Keto a modo mio: perché deve suggerirla solo un professionista dell’alimentazione PARTE 1

Esistono molti “sistemi dimagranti”, ben diversi tra loro e adatti a “vari profili”, cioè a pazienti che riportano particolari condizioni di salute e di vissuto. Si tratta di metodi che un professionista dell’alimentazione come me ha il dovere di approfondire e di proporre, se del caso, a chi è in cerca di una soluzione veramente efficace nel breve ma, soprattutto, nel lungo periodo.

 

E siamo noi professionisti del settore “nutrizionale” che strutturiamo un percorso di benessere che sia il più adatto al paziente, in base alla cosiddetta anamnesi, vale a dire all’età, agli stadi clinici e fisiologici, alla farmacologia, a tutti quegli elementi unici che delineano la quotidianità di quella – e solo di quella – particolare persona.

 

La novità di oggi, sebbene venga studiata da secoli, è la dieta chetogenica. Letteralmente significa “dieta che produce corpi chetonici”, in pratica uno stadio che può essere indotto sia con una dieta a bassissimo consumo calorico, ad esempio al di sotto di 800 Kcal al giorno, che con una dieta a bassissimo consumo di carboidrati, quindi favorendo altri nutrienti.

 

La dieta chetogenica, in termini di ripartizione calorica e di “squilibri” nutrizionali, si allontana dal metodo alimentare mediterraneo consigliato dalla comunità scientifica che è legato al raggiungimento armonico di un livello di salute e benessere a lungo termine; eppure è un approccio che risulta molto efficace per alcuni specifici percorsi e in tempi limitati (3 settimane al massimo).

 

Evitare di assumere glucosio tramite la dieta e costringere il corpo a utilizzare i meno convenienti amminoacidi è una strategia “discutibile” dal punto di vista di una nutrizione completa; questo perché intossica l’intero organismo tendendo ad affaticare inutilmente fegato e reni e rendendo meno efficienti il sistema nervoso e i muscoli.

 

Del tutto sconsigliata negli sport di resistenza o in quelli che puntano alla crescita muscolare, situazioni che al centro hanno sempre un certo consumo di carboidrati (insieme al resto, naturalmente).

 

Comunque i potenziali effetti negativi, quelli particolarmente gravi come insufficienza renale ed epatica, riduzione del metabolismo basale, compromissione della tiroide, demineralizzazione ossea, non accadono così di frequente (sono casi limitati), in particolare se questo metodo viene seguito per un paio di settimane, tre al massimo (quindi attenzione a chi vi propone una simile dieta nel lungo termine).

 

Dal mio punto di vista di esperto della nutrizione, la dieta chetogenica non dev’essere intesa come una strategia alimentare definitiva, soprattutto viste le controindicazioni sopra elencate; senza contare la necessità di usare degli integratori per bilanciare gli squilibri che comporta questo approccio.

 

Sostituire carne, fibre, vitamine e sali minerali con pillole o polveri “magiche” è quasi sempre sbagliato, poiché altera la percezione della corretta e vera alimentazione umana.

 

È tuttavia indubbio che tutto questo lavoro, oltre a mantenere bassi i livelli glicemico-insulinici (responsabili, assieme all’eccesso calorico, del deposito adiposo), aumenti la quantità di calorie che vengono bruciate, stimoli la secrezione di ormoni e la produzione di metaboliti che favoriscono lo smaltimento del grasso e, infine, sopprimono l’appetito.

 

Per tutti questi motivi, l’efficacia dimagrante della dieta chetogenica è elevata; funziona di certo nell’immediato anche se sottopone l’organismo a uno stress continuo non salutare.

 

Allora in che modo approcciarsi a tale scelta alimentare? Attraverso una calibrata progettazione.

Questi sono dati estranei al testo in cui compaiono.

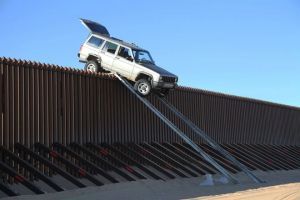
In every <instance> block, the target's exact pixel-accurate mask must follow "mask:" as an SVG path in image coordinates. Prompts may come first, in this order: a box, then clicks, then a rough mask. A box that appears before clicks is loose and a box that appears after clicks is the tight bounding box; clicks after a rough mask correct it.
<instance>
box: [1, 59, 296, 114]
mask: <svg viewBox="0 0 300 200" xmlns="http://www.w3.org/2000/svg"><path fill="white" fill-rule="evenodd" d="M1 63H2V64H8V65H12V66H14V65H16V66H22V67H28V68H35V69H40V70H46V71H56V72H62V73H70V74H75V75H81V76H89V77H98V78H103V79H110V80H116V78H115V76H114V75H113V74H109V73H93V72H88V71H85V70H82V69H76V68H72V67H63V66H60V65H54V64H48V63H40V62H36V61H29V60H23V59H15V58H8V57H0V64H1ZM176 90H177V91H182V92H187V93H195V94H202V95H208V96H215V97H220V98H226V99H230V100H236V101H243V102H249V103H254V104H261V105H265V106H270V107H276V108H281V109H289V110H293V111H300V107H296V106H290V105H285V104H279V103H274V102H269V101H264V100H259V99H254V98H249V97H241V96H236V95H230V94H225V93H220V92H212V91H208V90H203V89H198V88H192V87H186V86H179V87H177V88H176Z"/></svg>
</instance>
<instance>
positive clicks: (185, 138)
mask: <svg viewBox="0 0 300 200" xmlns="http://www.w3.org/2000/svg"><path fill="white" fill-rule="evenodd" d="M114 75H115V76H116V77H117V78H118V79H119V80H120V82H121V83H122V84H123V85H124V86H125V87H126V88H127V89H128V90H129V91H130V92H131V93H133V94H134V95H135V96H136V97H137V98H138V99H139V100H140V101H142V102H143V103H144V104H145V105H146V106H147V107H148V108H149V109H150V110H151V111H152V112H153V113H154V114H155V115H156V116H157V117H159V118H160V119H161V120H162V121H163V122H164V123H165V124H167V125H168V126H169V127H170V128H171V129H172V130H173V131H174V132H175V133H176V134H177V135H179V136H180V137H181V138H182V139H183V140H184V141H185V142H186V143H188V144H189V145H190V146H191V147H192V148H193V149H194V150H195V151H196V152H198V153H199V154H200V155H201V156H202V157H203V158H204V159H205V160H206V161H208V162H209V163H210V164H211V165H213V166H214V167H215V168H216V169H217V170H218V171H219V172H220V173H222V174H223V175H224V176H225V177H226V178H227V179H228V180H229V181H230V182H232V183H237V182H238V181H237V180H236V179H235V178H234V177H233V176H232V174H230V173H229V172H228V171H227V170H226V169H224V168H223V167H222V166H221V165H220V164H219V163H217V162H216V161H215V160H214V159H213V158H211V157H210V156H209V155H208V154H207V153H206V152H205V151H204V150H202V149H201V148H200V147H199V146H198V145H197V144H195V143H194V142H193V141H192V140H191V139H190V138H189V137H188V136H187V135H186V134H185V133H183V132H182V131H181V130H180V129H179V128H178V127H177V126H176V125H175V124H173V123H172V122H171V121H170V120H169V119H168V118H167V117H166V116H164V115H163V114H162V113H161V112H160V111H159V110H158V109H157V108H156V107H154V106H153V104H151V103H150V102H149V101H148V100H147V99H146V98H143V97H141V96H140V95H139V94H137V93H136V91H135V90H134V88H133V87H132V85H131V84H130V83H128V81H127V80H125V79H124V78H122V77H121V76H120V75H118V74H114Z"/></svg>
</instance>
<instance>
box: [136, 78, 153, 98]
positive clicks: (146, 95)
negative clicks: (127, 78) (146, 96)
mask: <svg viewBox="0 0 300 200" xmlns="http://www.w3.org/2000/svg"><path fill="white" fill-rule="evenodd" d="M134 89H135V91H137V93H138V94H139V95H141V96H147V95H148V94H150V91H151V84H150V82H149V81H148V80H146V79H140V80H138V81H137V82H136V83H135V84H134Z"/></svg>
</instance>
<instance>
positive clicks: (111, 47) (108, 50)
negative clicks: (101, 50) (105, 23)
mask: <svg viewBox="0 0 300 200" xmlns="http://www.w3.org/2000/svg"><path fill="white" fill-rule="evenodd" d="M117 48H118V45H116V44H114V43H111V42H108V41H107V42H106V43H105V45H104V47H103V50H104V51H106V52H108V53H111V54H115V53H116V50H117Z"/></svg>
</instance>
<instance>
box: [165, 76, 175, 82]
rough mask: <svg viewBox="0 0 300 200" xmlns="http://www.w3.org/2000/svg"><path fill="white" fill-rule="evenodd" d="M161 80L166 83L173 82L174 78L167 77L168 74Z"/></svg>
mask: <svg viewBox="0 0 300 200" xmlns="http://www.w3.org/2000/svg"><path fill="white" fill-rule="evenodd" d="M162 80H163V82H167V83H174V82H176V78H175V77H169V76H163V77H162Z"/></svg>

Se mal ripartita o eccessivamente restrittiva, la dieta chetogenica dev’essere abbandonata subito e rimpiazzata con altre strategie alimentari, meno pericolose ma ugualmente efficaci, come la nostra insostituibile dieta mediterranea.

 

In alcuni casi, come nei trattamenti per curare l’epilessia, la dieta chetogenica può aiutare una terapia farmacologica non adeguata (cioè con reazioni del paziente non positive o inadatte); però in altri contesti potrebbe risultare particolarmente dannosa.

 

Durante i miei anni di lavoro, l’ho ricalibrata e l’ho consigliata poche volte, nonostante sia una delle strategie alimentari estreme più diffuse, può provocare disturbi del comportamento alimentare (DCA).

 

La dieta chetogenica richiede, infatti, moltissima attenzione.